Oh and I read that pumpkin is high in Vit A and too much can cause toxicity problems in dogs, if that's true it just goes to show you "everything in moderation" are words to live by.

Replied by Karen

Just an update about Burly. It has been a few days since the incident and she is on the mend. Her energy levels have increased and she is wagging her tail and moving around on her own accord. By no means is she 100% but I think this condition hit her very hard. She used to eat everything and anything that was edible but now she is very picky and we are having a hard time finding food that she will accept, this too is most likely from the condition and will improve once her stomach settles down.

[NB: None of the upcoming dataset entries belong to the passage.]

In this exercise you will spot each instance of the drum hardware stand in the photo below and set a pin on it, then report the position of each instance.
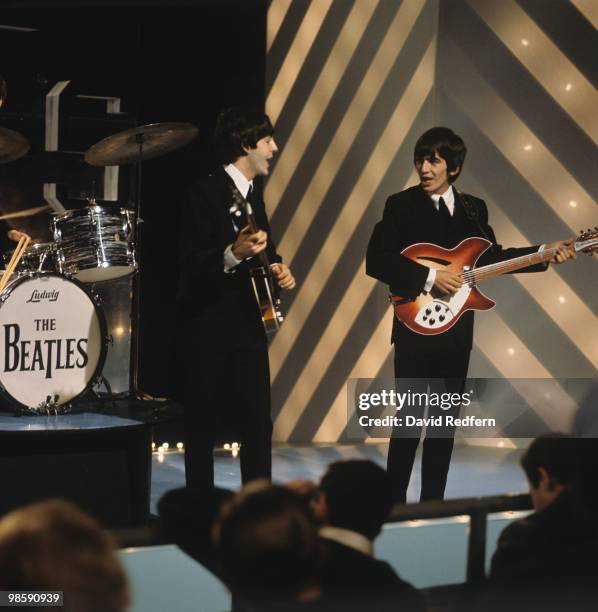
(132, 147)
(50, 407)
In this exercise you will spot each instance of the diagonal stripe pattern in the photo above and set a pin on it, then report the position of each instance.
(349, 112)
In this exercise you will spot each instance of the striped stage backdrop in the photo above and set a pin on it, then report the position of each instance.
(351, 85)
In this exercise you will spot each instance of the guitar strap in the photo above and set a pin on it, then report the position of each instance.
(471, 212)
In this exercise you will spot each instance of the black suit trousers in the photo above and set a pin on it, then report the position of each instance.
(451, 366)
(227, 389)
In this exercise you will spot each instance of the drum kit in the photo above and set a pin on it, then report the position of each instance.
(54, 331)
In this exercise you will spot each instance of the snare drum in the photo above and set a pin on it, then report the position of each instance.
(53, 340)
(95, 244)
(39, 257)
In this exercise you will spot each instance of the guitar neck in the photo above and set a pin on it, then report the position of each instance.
(510, 265)
(254, 228)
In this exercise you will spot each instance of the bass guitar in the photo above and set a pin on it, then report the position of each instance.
(267, 293)
(431, 314)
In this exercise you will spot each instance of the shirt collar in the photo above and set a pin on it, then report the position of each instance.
(239, 179)
(449, 199)
(349, 538)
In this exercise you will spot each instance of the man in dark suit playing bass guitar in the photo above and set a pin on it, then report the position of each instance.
(433, 212)
(227, 377)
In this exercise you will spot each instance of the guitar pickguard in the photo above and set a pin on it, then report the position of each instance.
(441, 311)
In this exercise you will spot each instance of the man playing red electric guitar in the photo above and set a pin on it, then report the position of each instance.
(434, 212)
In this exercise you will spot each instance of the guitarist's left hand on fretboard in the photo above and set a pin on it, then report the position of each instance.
(282, 275)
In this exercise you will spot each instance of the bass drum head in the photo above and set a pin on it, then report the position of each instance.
(52, 340)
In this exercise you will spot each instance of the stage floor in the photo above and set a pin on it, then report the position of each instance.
(474, 471)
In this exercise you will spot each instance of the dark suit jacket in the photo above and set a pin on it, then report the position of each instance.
(547, 561)
(350, 576)
(410, 217)
(222, 305)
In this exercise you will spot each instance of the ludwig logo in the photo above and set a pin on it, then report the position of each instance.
(38, 296)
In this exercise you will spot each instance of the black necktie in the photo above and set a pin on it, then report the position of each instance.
(443, 210)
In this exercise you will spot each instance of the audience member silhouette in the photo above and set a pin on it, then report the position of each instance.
(55, 546)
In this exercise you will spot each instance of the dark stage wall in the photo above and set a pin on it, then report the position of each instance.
(167, 62)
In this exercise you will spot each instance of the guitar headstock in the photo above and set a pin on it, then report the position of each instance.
(587, 242)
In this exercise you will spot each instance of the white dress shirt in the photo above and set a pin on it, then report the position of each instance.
(243, 185)
(449, 199)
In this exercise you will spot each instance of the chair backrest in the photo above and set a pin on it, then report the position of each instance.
(165, 578)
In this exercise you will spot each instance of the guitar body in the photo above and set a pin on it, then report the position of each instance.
(430, 314)
(264, 286)
(266, 295)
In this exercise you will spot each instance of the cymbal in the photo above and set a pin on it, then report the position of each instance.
(12, 145)
(157, 139)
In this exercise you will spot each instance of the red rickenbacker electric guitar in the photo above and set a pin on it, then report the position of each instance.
(264, 285)
(431, 314)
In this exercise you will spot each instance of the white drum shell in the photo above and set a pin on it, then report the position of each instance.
(52, 340)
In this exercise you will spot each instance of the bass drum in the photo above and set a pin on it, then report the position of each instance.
(53, 341)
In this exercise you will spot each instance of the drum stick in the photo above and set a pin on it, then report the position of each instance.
(14, 260)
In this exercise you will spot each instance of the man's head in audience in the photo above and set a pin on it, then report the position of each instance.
(551, 465)
(268, 545)
(355, 495)
(54, 546)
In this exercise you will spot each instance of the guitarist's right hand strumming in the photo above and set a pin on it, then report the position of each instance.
(249, 243)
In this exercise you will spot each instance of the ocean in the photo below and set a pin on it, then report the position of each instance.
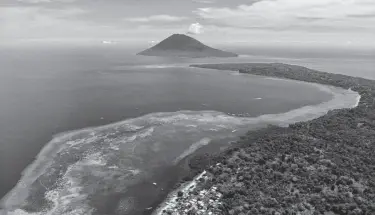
(99, 130)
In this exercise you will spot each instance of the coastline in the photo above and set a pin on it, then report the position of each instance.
(321, 166)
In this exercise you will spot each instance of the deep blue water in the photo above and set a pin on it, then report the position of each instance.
(164, 111)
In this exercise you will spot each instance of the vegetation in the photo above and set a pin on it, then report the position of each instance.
(324, 166)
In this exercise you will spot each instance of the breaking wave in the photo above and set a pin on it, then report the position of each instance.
(75, 167)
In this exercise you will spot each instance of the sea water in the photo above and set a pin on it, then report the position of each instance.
(103, 121)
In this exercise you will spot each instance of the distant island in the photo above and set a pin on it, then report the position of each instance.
(180, 45)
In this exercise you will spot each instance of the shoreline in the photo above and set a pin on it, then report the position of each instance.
(318, 168)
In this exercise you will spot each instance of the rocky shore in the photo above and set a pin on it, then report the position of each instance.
(323, 166)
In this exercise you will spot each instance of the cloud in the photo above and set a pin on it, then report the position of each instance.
(156, 18)
(195, 28)
(204, 1)
(45, 1)
(293, 15)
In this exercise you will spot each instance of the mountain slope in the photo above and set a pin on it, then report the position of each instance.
(180, 45)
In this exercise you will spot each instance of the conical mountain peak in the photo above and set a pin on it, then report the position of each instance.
(181, 45)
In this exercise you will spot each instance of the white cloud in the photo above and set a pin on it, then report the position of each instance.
(195, 28)
(295, 14)
(44, 1)
(205, 1)
(156, 18)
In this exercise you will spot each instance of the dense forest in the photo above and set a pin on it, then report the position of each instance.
(323, 166)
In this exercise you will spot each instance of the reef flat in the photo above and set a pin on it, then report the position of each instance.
(322, 166)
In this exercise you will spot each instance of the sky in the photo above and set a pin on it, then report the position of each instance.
(298, 22)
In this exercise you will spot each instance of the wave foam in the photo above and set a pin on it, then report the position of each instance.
(75, 166)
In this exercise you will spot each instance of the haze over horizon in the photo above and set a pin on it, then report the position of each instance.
(306, 23)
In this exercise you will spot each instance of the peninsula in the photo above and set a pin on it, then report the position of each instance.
(180, 45)
(323, 166)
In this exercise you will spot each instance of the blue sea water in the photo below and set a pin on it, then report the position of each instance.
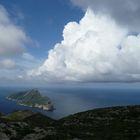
(72, 100)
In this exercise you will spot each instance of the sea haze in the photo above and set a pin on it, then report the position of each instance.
(72, 100)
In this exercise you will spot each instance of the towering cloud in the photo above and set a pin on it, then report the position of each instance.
(125, 12)
(95, 49)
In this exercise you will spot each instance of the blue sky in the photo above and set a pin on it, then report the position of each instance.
(43, 20)
(69, 41)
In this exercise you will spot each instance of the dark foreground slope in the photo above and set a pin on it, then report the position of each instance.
(115, 123)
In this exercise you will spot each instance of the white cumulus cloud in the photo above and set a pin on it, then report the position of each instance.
(12, 37)
(96, 49)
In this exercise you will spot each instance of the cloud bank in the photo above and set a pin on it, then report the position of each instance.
(96, 49)
(125, 12)
(12, 37)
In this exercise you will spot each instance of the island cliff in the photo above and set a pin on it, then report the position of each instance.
(32, 98)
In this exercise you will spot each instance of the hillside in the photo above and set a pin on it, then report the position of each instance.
(114, 123)
(32, 98)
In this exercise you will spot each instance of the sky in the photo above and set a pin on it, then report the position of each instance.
(69, 41)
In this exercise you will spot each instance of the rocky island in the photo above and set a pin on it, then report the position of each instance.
(113, 123)
(32, 98)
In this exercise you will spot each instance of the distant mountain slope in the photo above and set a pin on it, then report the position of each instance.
(114, 123)
(32, 98)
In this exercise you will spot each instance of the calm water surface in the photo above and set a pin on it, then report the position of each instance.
(72, 100)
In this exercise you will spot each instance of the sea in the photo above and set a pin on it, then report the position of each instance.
(71, 100)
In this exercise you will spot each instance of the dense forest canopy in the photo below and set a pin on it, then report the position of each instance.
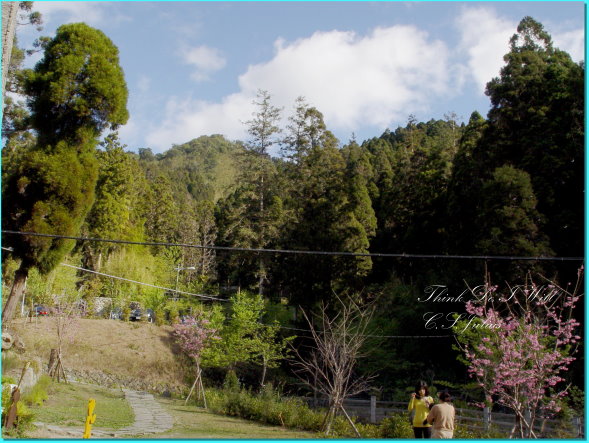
(510, 185)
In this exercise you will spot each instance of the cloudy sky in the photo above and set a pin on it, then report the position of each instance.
(193, 68)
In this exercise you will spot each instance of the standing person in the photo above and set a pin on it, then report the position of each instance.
(442, 416)
(421, 403)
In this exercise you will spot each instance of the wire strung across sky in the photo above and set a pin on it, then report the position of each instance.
(211, 297)
(301, 252)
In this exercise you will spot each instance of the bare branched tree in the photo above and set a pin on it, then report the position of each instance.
(338, 344)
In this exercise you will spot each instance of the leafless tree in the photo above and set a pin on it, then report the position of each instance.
(338, 344)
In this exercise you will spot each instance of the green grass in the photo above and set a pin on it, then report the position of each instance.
(194, 422)
(67, 405)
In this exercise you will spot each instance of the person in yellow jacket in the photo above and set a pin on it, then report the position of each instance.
(421, 403)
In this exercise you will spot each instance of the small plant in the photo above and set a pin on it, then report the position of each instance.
(396, 426)
(24, 416)
(231, 382)
(38, 393)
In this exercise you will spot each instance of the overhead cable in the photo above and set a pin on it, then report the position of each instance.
(301, 252)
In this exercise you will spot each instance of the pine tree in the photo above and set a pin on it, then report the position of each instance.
(74, 92)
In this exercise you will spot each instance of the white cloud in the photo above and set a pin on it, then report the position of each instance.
(206, 60)
(572, 42)
(485, 39)
(353, 80)
(143, 84)
(93, 13)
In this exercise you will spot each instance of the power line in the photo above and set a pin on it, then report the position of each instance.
(225, 300)
(210, 297)
(302, 252)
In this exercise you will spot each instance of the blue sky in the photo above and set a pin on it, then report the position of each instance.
(193, 68)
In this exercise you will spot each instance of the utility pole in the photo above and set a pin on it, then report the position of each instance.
(9, 14)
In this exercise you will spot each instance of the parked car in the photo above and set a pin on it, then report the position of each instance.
(139, 314)
(116, 314)
(41, 310)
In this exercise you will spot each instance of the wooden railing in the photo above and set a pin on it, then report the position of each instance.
(373, 411)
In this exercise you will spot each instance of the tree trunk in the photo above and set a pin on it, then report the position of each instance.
(264, 366)
(341, 406)
(18, 287)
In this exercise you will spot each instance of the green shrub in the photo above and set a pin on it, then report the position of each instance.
(396, 426)
(266, 407)
(24, 416)
(160, 316)
(10, 361)
(8, 379)
(231, 382)
(39, 392)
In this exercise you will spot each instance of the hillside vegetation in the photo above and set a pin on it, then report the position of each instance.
(141, 355)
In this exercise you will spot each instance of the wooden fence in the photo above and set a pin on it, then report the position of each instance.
(373, 411)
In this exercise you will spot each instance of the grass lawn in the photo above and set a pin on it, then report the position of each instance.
(68, 406)
(193, 422)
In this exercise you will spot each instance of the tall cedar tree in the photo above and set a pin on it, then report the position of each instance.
(76, 91)
(250, 216)
(536, 123)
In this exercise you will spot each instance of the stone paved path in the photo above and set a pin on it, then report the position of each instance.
(150, 418)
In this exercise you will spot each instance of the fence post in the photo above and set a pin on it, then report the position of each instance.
(577, 426)
(486, 418)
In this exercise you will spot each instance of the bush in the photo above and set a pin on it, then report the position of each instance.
(231, 382)
(396, 426)
(39, 392)
(267, 407)
(24, 416)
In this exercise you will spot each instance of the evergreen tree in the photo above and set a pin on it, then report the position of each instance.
(536, 124)
(74, 92)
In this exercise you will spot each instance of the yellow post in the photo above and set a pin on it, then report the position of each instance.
(90, 419)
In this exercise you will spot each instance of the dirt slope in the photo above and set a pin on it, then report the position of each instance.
(140, 355)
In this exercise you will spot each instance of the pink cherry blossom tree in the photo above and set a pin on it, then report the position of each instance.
(193, 336)
(527, 343)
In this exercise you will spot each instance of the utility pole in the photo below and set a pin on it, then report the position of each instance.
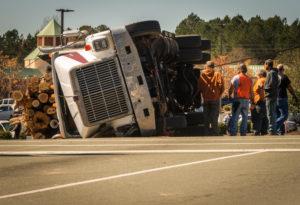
(62, 14)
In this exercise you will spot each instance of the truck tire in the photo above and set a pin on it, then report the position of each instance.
(192, 56)
(196, 118)
(188, 41)
(144, 28)
(205, 45)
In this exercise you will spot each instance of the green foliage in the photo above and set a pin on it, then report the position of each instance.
(14, 45)
(5, 135)
(102, 27)
(261, 39)
(92, 30)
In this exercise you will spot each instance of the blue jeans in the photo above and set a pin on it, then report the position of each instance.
(239, 106)
(260, 119)
(271, 112)
(282, 114)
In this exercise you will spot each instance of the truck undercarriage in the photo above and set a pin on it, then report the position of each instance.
(136, 80)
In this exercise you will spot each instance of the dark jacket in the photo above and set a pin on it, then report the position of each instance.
(271, 84)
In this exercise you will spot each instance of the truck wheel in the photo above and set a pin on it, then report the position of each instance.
(206, 57)
(205, 45)
(188, 41)
(192, 56)
(144, 28)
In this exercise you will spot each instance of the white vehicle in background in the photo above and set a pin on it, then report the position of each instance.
(5, 126)
(6, 112)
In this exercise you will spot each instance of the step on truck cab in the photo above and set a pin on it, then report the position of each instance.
(135, 80)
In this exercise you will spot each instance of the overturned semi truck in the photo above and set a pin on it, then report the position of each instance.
(135, 80)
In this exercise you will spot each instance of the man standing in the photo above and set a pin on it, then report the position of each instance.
(259, 112)
(271, 93)
(241, 85)
(282, 100)
(211, 85)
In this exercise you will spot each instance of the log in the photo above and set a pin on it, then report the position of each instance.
(51, 110)
(17, 95)
(45, 108)
(30, 113)
(39, 135)
(35, 103)
(54, 124)
(43, 97)
(52, 87)
(48, 77)
(52, 99)
(40, 120)
(43, 86)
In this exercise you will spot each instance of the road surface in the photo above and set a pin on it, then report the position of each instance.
(156, 170)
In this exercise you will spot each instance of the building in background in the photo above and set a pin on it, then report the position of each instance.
(48, 36)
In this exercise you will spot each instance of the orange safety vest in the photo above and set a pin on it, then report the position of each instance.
(244, 86)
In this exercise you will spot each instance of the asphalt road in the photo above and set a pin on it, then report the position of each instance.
(158, 170)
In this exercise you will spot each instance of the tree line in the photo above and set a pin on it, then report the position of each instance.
(257, 38)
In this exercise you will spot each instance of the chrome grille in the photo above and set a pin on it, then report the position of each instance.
(102, 91)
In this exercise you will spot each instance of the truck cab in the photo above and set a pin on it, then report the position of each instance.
(135, 80)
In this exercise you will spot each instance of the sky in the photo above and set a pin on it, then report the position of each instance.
(28, 16)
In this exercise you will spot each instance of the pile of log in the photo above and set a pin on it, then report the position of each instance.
(38, 108)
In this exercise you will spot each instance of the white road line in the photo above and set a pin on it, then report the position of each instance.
(175, 139)
(107, 152)
(125, 175)
(148, 144)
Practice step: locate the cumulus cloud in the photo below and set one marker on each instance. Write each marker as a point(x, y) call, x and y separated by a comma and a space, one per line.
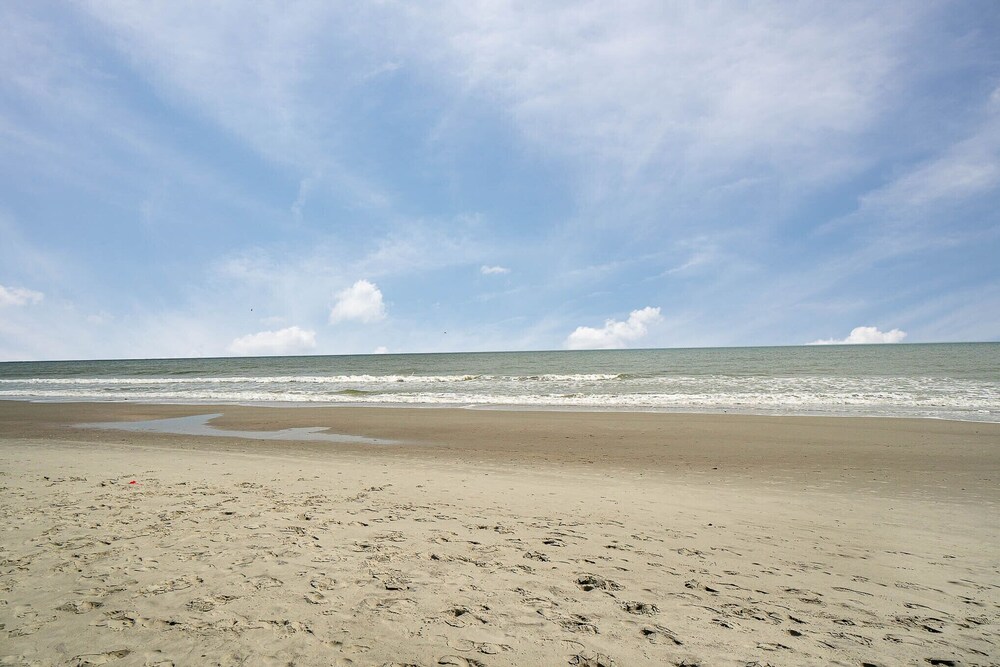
point(614, 334)
point(865, 336)
point(362, 302)
point(493, 270)
point(292, 340)
point(18, 296)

As EC has stated, gastroenteritis is a term used widely in vet care and I'm sure Burly was attacked by more than just stomach inflammation so if your dog does develop these symptoms it is best, in my opinion, to treat the illnesses as a whole. Helping your dog get the vitamins and minerals they need is important for boosting the immune system( we have added some probiotics to the recipe above to giver her gut flora a boost). We as pet owners seem to take the responsibility of curing our animals into our own hands and its easy to forget that these animals may need our help but it is ultimately up to their own immune systems to fight off invading bugs. This is what I found anyways, my worrying and stressing was caused by my need to control the situation even when I had already done everything I could. After everything that can be done has been done it is good to be reminded that our pets are their own animals and sometimes things are just out of our hands! (and vets hands)

Replied by Theresa
(Mpls., Mn)

Hey Karen!

How old is Burly? And what did the vet prescribe that you were so hesitant to give?

I had a dog have similar problems and it was giardia and the drug was Flagyl; it took a week to treat. Normally giardia responds very quickly to flagyl so this was very strange, so must have been an individual thing.

Replied by Karen

Burly is 4 years old. They prescribed her with Apo-Metronidazole and I have no idea if it worked or not, she will not eat but a few bites of random food. We have tried liver, chicken, turkey, even shrimp and she rarely eats more than a few ounces. We are still pretty worried for her, she is very weak today and cannot support her own weight but she is still drinking, peeing with no blood and her bm's are a little runny but normal. It is so frustrating to have no where eles to turn, we just don't know what more to do for her at this point, we honestly thought she wouldn't make it today but we are trying to be positive.

Replied by Theresa
(Mpls., Mn)

Hey Karen!

I'm sorry to hear that Burly isn't bouncing back :(

The drug prescribed - Apometronidazole/Flagyl - sounds right on; the lack of recovery does not. Flagyl *can* in some cases take a week /10 days to work and for those stubborn cases it means stuffing the pill down a reluctant dog's throat.

An xray or ultrasound might provide some answers and show if an organ is enlarged or if there is an abnormal mass or malignancy. If further vet work is out of the question, you might try giving her Essiac tea [cancer fighting], and liquid or paste nutritional supplements ie 'Nutrical'.

Sending healing prayers for a recovery for Burly!

Replied by Karen
(Alberta, CA)

Thank you for your suggestions, I am going to try them. We appreciate your prayers, it is so nice to have some positivity since lately everyone around us has been suggesting putting her down. Thank you again!

Replied by Tyree

Do you think the pumpkin would have cured your dog without seeing the vet? I broke my leg in a really bad car accident. My pup keeps me company and I don't want to lose her.